Fond of Group Holding GmbH
- Trade name: FOND OF
- Formerly: Fond of Bags
- Type: GmbH
- Industry: Textile industry
- Founded: 2010; 16 years ago
- Founders: Sven-Oliver Pink, Florian Michajlezko, Dr. Oliver Steinki, Juliaan Cazin
- Headquarters: Cologne, Germany
- Area served: Worldwide
- Products: Backpacks, Bags, and shoes
- Number of employees: 300 (2016)
- Website: www.fondof.de

= Fond of Group =

German manufacturing company

Fond of Group, marketed as FOND OF, is a German manufacturer of sustainable, ergonomic backpacks, minimal shoes, baby products and bikes. The startup company was founded by Sven-Oliver Pink, Florian Michajlezko, Dr. Oliver Steinki and Juliaan Cazin in 2010 and is based in Cologne.

==History==
Fond of Group Holding GmbH, initially founded as ergobag GmbH, launched its first product in 2010: an ergonomic, sustainable backpack for primary school children called ergobag. In the past years, six additional brands were added to their product portfolio, out of which at least two (Offermann and Salzen) have been discontinued.

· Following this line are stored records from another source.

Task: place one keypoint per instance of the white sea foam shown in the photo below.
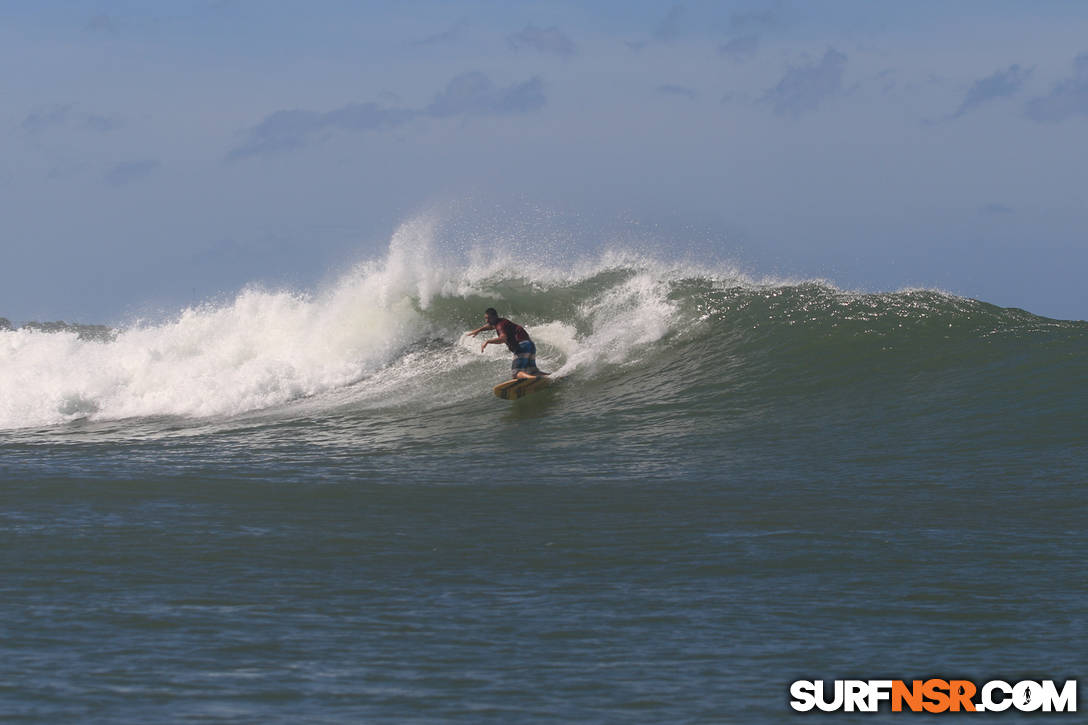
(361, 334)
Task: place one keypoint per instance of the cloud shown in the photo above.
(740, 49)
(473, 94)
(66, 117)
(669, 89)
(1001, 84)
(805, 87)
(669, 27)
(293, 128)
(1066, 99)
(469, 94)
(442, 38)
(766, 20)
(131, 171)
(543, 39)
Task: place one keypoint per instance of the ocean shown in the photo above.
(287, 506)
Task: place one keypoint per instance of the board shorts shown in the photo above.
(526, 358)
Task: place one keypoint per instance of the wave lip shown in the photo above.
(395, 327)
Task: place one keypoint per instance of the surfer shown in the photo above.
(517, 341)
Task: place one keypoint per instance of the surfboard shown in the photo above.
(511, 390)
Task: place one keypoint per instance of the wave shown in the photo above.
(391, 332)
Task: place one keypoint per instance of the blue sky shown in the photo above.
(160, 152)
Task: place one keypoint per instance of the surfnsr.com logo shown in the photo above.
(934, 696)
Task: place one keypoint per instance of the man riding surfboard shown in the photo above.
(517, 341)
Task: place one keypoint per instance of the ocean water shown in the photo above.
(309, 507)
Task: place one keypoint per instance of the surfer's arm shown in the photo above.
(499, 339)
(479, 330)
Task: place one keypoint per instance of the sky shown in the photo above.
(155, 155)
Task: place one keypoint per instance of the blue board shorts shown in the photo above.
(524, 358)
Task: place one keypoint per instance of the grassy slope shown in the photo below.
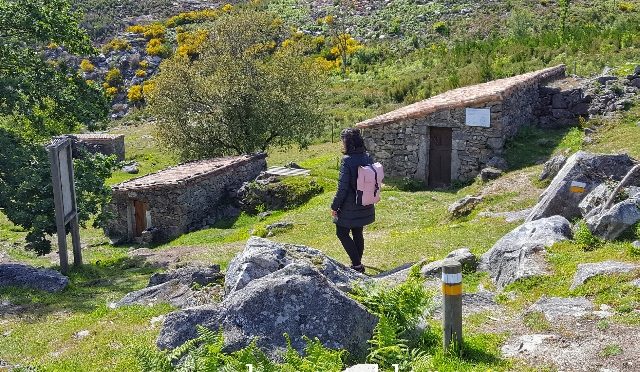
(410, 226)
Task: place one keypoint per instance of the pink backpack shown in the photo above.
(369, 184)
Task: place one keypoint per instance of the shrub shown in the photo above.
(155, 31)
(441, 28)
(113, 77)
(87, 66)
(155, 47)
(205, 353)
(626, 6)
(584, 238)
(136, 29)
(286, 194)
(135, 94)
(115, 45)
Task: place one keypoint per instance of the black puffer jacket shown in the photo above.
(349, 214)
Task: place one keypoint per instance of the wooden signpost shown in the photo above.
(64, 196)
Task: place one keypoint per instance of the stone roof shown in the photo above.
(97, 136)
(184, 173)
(469, 96)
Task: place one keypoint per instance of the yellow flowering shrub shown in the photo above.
(135, 94)
(113, 77)
(137, 29)
(87, 66)
(155, 47)
(189, 42)
(155, 31)
(115, 45)
(192, 17)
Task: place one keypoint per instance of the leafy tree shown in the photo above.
(41, 97)
(243, 92)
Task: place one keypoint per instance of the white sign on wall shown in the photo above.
(478, 117)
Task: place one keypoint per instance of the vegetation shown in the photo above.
(243, 94)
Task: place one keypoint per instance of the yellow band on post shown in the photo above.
(452, 290)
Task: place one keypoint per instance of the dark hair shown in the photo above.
(352, 140)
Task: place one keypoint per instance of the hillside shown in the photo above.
(403, 51)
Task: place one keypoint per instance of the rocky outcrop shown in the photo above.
(464, 206)
(297, 300)
(262, 257)
(589, 270)
(612, 223)
(584, 167)
(467, 259)
(19, 275)
(555, 308)
(520, 253)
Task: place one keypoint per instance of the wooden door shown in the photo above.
(140, 212)
(440, 157)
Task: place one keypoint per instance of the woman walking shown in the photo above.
(349, 217)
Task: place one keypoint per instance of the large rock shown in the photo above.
(610, 224)
(19, 275)
(520, 253)
(297, 300)
(262, 257)
(467, 259)
(189, 275)
(555, 308)
(592, 169)
(589, 270)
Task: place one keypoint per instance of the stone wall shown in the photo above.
(400, 140)
(107, 144)
(179, 205)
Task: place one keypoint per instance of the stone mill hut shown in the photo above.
(452, 136)
(168, 203)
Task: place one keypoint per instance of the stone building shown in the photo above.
(163, 205)
(452, 136)
(108, 144)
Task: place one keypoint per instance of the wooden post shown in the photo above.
(452, 305)
(57, 200)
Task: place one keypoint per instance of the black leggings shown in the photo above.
(354, 246)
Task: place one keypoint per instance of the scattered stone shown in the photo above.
(464, 206)
(297, 300)
(525, 344)
(520, 253)
(467, 259)
(490, 173)
(19, 275)
(262, 257)
(592, 169)
(498, 163)
(189, 275)
(610, 224)
(512, 216)
(552, 167)
(81, 334)
(589, 270)
(555, 308)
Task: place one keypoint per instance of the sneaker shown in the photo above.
(359, 268)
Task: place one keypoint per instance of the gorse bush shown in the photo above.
(584, 238)
(204, 353)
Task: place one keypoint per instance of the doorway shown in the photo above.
(440, 157)
(140, 217)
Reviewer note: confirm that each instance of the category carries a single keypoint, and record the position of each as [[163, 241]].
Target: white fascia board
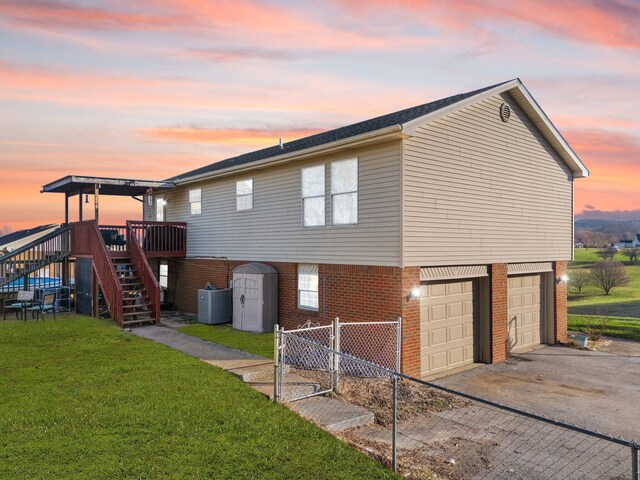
[[369, 138], [570, 157]]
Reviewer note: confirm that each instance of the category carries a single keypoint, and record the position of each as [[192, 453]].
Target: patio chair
[[41, 307], [19, 304]]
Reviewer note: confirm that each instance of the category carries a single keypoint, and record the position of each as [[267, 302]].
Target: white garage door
[[446, 325], [526, 318]]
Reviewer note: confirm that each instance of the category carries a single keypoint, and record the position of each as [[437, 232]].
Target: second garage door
[[526, 318], [447, 325]]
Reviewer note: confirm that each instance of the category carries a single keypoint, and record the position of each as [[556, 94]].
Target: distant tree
[[578, 279], [607, 253], [632, 254], [608, 274]]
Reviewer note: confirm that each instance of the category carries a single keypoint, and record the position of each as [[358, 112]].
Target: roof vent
[[505, 112]]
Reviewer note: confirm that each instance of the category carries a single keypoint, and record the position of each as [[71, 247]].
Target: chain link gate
[[302, 370]]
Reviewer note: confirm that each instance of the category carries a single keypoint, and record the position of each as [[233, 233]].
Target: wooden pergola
[[72, 185]]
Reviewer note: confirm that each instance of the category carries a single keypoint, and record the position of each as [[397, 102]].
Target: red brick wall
[[352, 292], [410, 322], [560, 302], [499, 312]]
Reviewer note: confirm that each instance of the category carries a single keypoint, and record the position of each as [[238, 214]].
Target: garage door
[[526, 318], [446, 325]]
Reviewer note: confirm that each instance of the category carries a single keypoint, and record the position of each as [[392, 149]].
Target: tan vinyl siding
[[478, 190], [272, 230]]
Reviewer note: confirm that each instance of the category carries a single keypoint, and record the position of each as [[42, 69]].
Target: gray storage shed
[[255, 297]]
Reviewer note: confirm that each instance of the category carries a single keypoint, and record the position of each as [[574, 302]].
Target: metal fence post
[[399, 345], [394, 432], [276, 358], [336, 357]]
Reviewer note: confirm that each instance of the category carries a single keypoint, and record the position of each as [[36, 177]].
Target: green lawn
[[622, 305], [257, 343], [621, 327], [622, 301], [81, 399]]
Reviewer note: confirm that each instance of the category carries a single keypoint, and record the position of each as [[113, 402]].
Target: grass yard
[[622, 305], [622, 301], [620, 327], [81, 399], [256, 343]]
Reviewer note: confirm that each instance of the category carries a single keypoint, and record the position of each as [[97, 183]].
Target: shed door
[[253, 303], [526, 317], [447, 325], [247, 302], [238, 293]]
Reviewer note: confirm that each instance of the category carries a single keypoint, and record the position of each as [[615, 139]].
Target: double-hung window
[[195, 201], [308, 286], [244, 194], [160, 208], [344, 192], [313, 190]]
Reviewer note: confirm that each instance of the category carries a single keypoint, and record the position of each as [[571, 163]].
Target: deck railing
[[34, 256], [86, 240], [139, 260], [160, 239]]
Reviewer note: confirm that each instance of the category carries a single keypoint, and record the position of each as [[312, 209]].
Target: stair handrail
[[87, 240], [147, 277], [15, 255]]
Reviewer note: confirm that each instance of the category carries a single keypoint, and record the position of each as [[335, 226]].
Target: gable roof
[[405, 120]]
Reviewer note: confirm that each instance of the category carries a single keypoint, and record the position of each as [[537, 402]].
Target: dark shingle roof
[[20, 234], [371, 125]]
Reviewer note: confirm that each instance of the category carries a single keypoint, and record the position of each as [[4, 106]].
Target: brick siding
[[499, 308], [560, 302]]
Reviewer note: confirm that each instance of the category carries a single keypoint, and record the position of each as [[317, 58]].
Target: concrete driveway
[[596, 390]]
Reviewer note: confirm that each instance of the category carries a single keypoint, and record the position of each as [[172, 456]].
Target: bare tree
[[608, 274], [607, 253], [578, 279], [632, 254]]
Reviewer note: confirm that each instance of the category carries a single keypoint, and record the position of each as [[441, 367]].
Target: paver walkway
[[258, 372]]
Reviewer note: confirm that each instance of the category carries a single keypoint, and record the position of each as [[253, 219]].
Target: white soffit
[[521, 268], [527, 103], [452, 273]]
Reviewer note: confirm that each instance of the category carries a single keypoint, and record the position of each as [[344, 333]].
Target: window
[[344, 192], [308, 286], [195, 201], [313, 196], [160, 208], [163, 274], [244, 194]]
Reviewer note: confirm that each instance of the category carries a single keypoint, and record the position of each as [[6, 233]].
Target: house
[[15, 240], [456, 215]]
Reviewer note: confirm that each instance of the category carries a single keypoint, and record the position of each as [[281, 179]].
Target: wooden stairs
[[137, 306]]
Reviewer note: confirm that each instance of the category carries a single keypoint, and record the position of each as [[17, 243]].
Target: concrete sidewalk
[[258, 373]]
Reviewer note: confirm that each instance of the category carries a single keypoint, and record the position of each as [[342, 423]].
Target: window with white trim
[[244, 194], [308, 286], [313, 191], [344, 192], [163, 274], [160, 208], [195, 201]]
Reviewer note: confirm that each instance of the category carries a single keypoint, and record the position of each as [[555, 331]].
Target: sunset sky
[[149, 89]]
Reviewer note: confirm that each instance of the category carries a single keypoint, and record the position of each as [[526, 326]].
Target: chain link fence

By 2024, Fond of Group had five active brands: Affenzahn, ergobag, satch, AEVOR and pinqponq, generating revenues in excess of 120 Mio EUR. This extension in the brand and product portfolio led to a change in company name to Fond of Bags and then to FOND OF as other product categories such as shoes were added. By 2024, it had approximately 300 employees and distributed its products in more than 35 countries worldwide.

==Products==
The fond of Group portfolio contains five brands:
- Affenzahn
- Ergobag
- Satch
- AEVOR
- pinqponq

All of these individual adaptable products are produced substantially, using Polyethylene terephthalate, i.e. Polyester made of recycled PET bottles.

== Recognition ==
- 2011 Red Dot Design Award
- 2012 Germany Land of Ideas; enable2start Business Plan Competition Winner
- 2013 Red Dot Design Award
- 2015 German Design Award for brand satch; Beste neue Marke for ergobag
- 2016 German Sustainability Award
- 2016 German CSR Award
- 2017 German Entrepreneur Award

== Controversies ==
In August 2021 the German Federal Cartel Office (Bundeskartellamt) imposed a fine of 2 million euros on Fond Of for illegal practices of vertical price fixing. The company was accused to have "restricted the pricing of school bags and school backpacks sold by retailers cooperating with the company" according to the authority.